1. Technical Field
The present invention relates to a discharge lamp lighting device, a projector, and a control method of a discharge lamp lighting device.
2. Related Art
Discharge lamps, such as high-pressure mercury lamps or metal halide lamps, have been used as light sources of a projector. In these discharge lamps, the shape of an electrode changes with consumption of the electrode by discharge. When a plurality of projections grows in an electrode tip portion or irregular consumption of the electrode body progresses, the arc point moves or and the arc length changes. Such phenomena are not desirable because they reduce the brightness of a discharge lamp so that the life of the discharge lamp is reduced.

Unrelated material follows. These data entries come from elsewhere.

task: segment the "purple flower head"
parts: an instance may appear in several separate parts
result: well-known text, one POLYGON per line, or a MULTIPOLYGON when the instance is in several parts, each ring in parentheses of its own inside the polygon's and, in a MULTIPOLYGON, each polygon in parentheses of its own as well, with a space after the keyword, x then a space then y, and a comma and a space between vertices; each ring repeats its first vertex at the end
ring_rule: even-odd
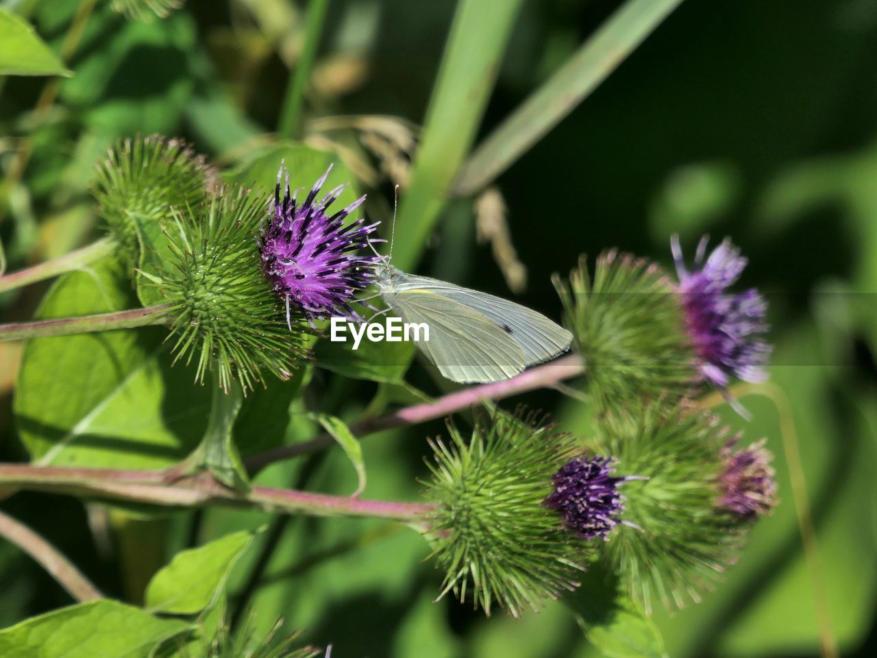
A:
POLYGON ((738 440, 739 436, 722 453, 724 468, 718 476, 722 491, 718 504, 741 517, 754 519, 776 504, 776 480, 770 467, 773 455, 764 447, 764 440, 734 452, 738 440))
POLYGON ((271 215, 260 227, 259 249, 265 273, 286 301, 286 321, 290 329, 290 304, 301 309, 311 325, 315 319, 332 315, 359 319, 350 304, 358 301, 353 297, 356 291, 369 284, 372 265, 378 260, 374 255, 355 254, 367 247, 368 235, 378 223, 367 225, 365 218, 360 218, 344 225, 345 218, 360 207, 365 196, 334 214, 329 213, 329 206, 346 184, 317 200, 330 171, 331 165, 304 201, 297 204, 296 192, 289 191, 289 174, 281 161, 271 215), (281 177, 284 173, 286 194, 282 200, 281 177))
POLYGON ((670 241, 685 321, 701 375, 719 388, 728 385, 731 375, 745 382, 763 382, 767 377, 764 366, 771 348, 754 337, 767 331, 767 304, 754 289, 725 292, 739 278, 746 259, 725 240, 704 262, 708 240, 704 236, 697 247, 696 268, 692 272, 685 267, 679 238, 674 236, 670 241))
POLYGON ((563 515, 567 526, 580 537, 606 539, 624 510, 618 485, 633 477, 610 475, 612 458, 582 455, 561 466, 552 477, 554 491, 545 505, 563 515))

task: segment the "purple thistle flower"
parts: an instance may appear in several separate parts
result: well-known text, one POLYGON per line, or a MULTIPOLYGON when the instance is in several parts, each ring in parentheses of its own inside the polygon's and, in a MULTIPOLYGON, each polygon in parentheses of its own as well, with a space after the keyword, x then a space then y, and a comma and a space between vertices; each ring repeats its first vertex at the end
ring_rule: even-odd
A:
POLYGON ((724 468, 718 476, 722 496, 718 504, 741 517, 754 519, 776 504, 776 480, 770 467, 773 455, 764 447, 764 440, 733 452, 739 440, 735 437, 722 451, 724 468))
POLYGON ((704 262, 708 240, 704 236, 697 247, 697 268, 693 272, 685 267, 679 238, 674 235, 670 240, 685 321, 701 375, 719 388, 728 385, 731 375, 745 382, 763 382, 767 378, 764 366, 771 347, 753 336, 767 331, 767 304, 755 289, 725 292, 739 278, 746 259, 725 240, 704 262))
POLYGON ((370 283, 372 265, 378 260, 374 255, 353 253, 367 246, 368 236, 378 223, 366 225, 365 218, 360 218, 344 225, 345 218, 360 207, 365 195, 331 215, 329 206, 346 184, 317 201, 330 171, 332 165, 304 201, 296 204, 296 192, 289 191, 289 174, 282 161, 271 216, 267 225, 260 228, 259 249, 265 274, 286 301, 286 322, 290 330, 290 303, 301 309, 311 325, 315 319, 332 315, 360 319, 350 304, 359 301, 353 297, 356 291, 370 283), (282 200, 280 186, 284 173, 286 194, 282 200))
POLYGON ((552 477, 554 491, 545 498, 545 505, 560 511, 567 526, 586 540, 605 540, 612 528, 624 523, 617 519, 624 510, 617 487, 638 478, 611 476, 611 457, 582 455, 561 466, 552 477))

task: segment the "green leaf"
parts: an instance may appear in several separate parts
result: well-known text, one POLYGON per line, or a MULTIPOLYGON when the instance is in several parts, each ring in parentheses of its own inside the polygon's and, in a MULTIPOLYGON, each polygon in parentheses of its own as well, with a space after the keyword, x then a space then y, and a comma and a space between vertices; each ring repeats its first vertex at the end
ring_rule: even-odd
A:
MULTIPOLYGON (((46 15, 58 13, 57 4, 37 4, 46 32, 46 15)), ((124 20, 110 3, 98 3, 76 51, 76 75, 61 86, 60 98, 81 111, 107 146, 126 135, 179 134, 195 89, 187 57, 196 44, 188 12, 147 24, 124 20)))
POLYGON ((0 75, 72 75, 33 27, 0 7, 0 75))
POLYGON ((614 575, 593 564, 581 580, 563 601, 595 648, 607 658, 666 658, 658 627, 614 575))
MULTIPOLYGON (((136 307, 121 265, 107 258, 59 279, 37 317, 136 307)), ((210 391, 171 368, 160 327, 29 340, 13 409, 25 447, 41 464, 164 468, 203 436, 210 391), (46 404, 50 400, 51 404, 46 404)))
POLYGON ((366 488, 366 463, 362 458, 362 447, 359 440, 340 418, 325 413, 309 413, 308 417, 322 425, 323 429, 332 434, 332 439, 338 441, 346 453, 351 463, 353 464, 353 468, 356 469, 356 477, 359 481, 353 496, 354 497, 359 496, 366 488))
POLYGON ((61 608, 0 631, 4 658, 148 658, 189 626, 99 599, 61 608))
POLYGON ((520 0, 457 4, 411 182, 399 209, 394 260, 401 269, 417 263, 438 219, 481 124, 520 6, 520 0))
POLYGON ((190 458, 195 468, 206 468, 223 484, 239 491, 247 491, 250 488, 246 468, 240 461, 232 433, 243 397, 238 382, 232 382, 227 393, 214 383, 207 429, 190 458))
POLYGON ((352 341, 320 340, 314 350, 314 365, 353 379, 398 383, 411 365, 414 349, 410 342, 363 340, 354 350, 352 341))
POLYGON ((283 443, 291 415, 289 405, 308 381, 313 368, 303 365, 286 382, 270 382, 247 394, 234 422, 234 439, 245 457, 263 453, 283 443))
POLYGON ((146 605, 156 612, 196 614, 224 593, 235 563, 253 533, 234 533, 198 548, 178 553, 146 587, 146 605))

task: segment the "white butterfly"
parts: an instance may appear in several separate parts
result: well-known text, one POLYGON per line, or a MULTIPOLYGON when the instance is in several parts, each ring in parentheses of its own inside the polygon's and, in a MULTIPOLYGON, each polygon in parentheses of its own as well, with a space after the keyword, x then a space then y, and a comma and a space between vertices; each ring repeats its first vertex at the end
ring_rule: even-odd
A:
POLYGON ((375 269, 374 283, 390 310, 403 322, 429 325, 429 340, 421 337, 415 344, 453 382, 509 379, 562 354, 572 343, 572 333, 519 304, 406 274, 389 257, 375 269))

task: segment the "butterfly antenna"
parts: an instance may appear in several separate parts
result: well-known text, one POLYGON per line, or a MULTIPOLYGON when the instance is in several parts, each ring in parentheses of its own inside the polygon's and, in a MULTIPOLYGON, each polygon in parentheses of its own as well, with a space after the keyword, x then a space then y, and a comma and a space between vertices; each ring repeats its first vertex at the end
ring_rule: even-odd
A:
POLYGON ((386 258, 386 256, 381 256, 380 254, 378 254, 378 250, 374 248, 374 245, 372 244, 372 241, 368 239, 367 235, 366 236, 366 244, 368 245, 369 249, 374 252, 374 255, 380 258, 381 261, 383 261, 384 258, 386 258))
POLYGON ((389 256, 393 257, 393 240, 396 238, 396 215, 399 210, 399 184, 393 188, 393 224, 389 227, 389 256))

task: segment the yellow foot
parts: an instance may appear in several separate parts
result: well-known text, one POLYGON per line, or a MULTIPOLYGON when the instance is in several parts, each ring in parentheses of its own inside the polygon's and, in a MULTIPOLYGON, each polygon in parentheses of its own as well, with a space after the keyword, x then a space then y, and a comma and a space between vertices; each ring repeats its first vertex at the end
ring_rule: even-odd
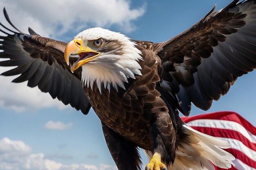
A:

The optimal driving condition (current value, frequency, duty ratio, and waveform of a driving current) of a discharge lamp changes with a state of the discharge lamp. For example, the optimal driving conditions are different immediately after the start of lighting and after a certain period of time has passed from lighting. Moreover, the optimal driving conditions are different between a discharge lamp which has been used for a short period of time and a discharge lamp which cannot be used much longer. In addition, the optimal driving condition also changes with the kind of a discharge lamp.
Using a discharge lamp under the driving condition which is not optimal is a cause of blackening or devitrification of a discharge tube. In addition, it also becomes a cause of flickering. For example, when a discharge lamp is used in a projector, the brightness of an image projected while the projector is being used changes.
For this reason, a discharge lamp lighting device was proposed in which a control circuit with a plurality of driving conditions set beforehand was provided in the discharge lamp lighting device and the driving condition could be selected appropriately according to the driving voltage (lamp voltage) at the time of normal lighting of a discharge lamp (see JP-T-2002-532866).
The driving voltage at the time of normal lighting of a discharge lamp is affected not only by deterioration or consumption of an electrode but also the internal volume in manufacturing an arc tube, a variation in the amount of mercury, or a temporal variation in the internal volume of the arc tube. Therefore, there is a limitation in checking the state of an electrode of a discharge lamp precisely on the basis of the driving voltage at the time of normal lighting of the discharge lamp.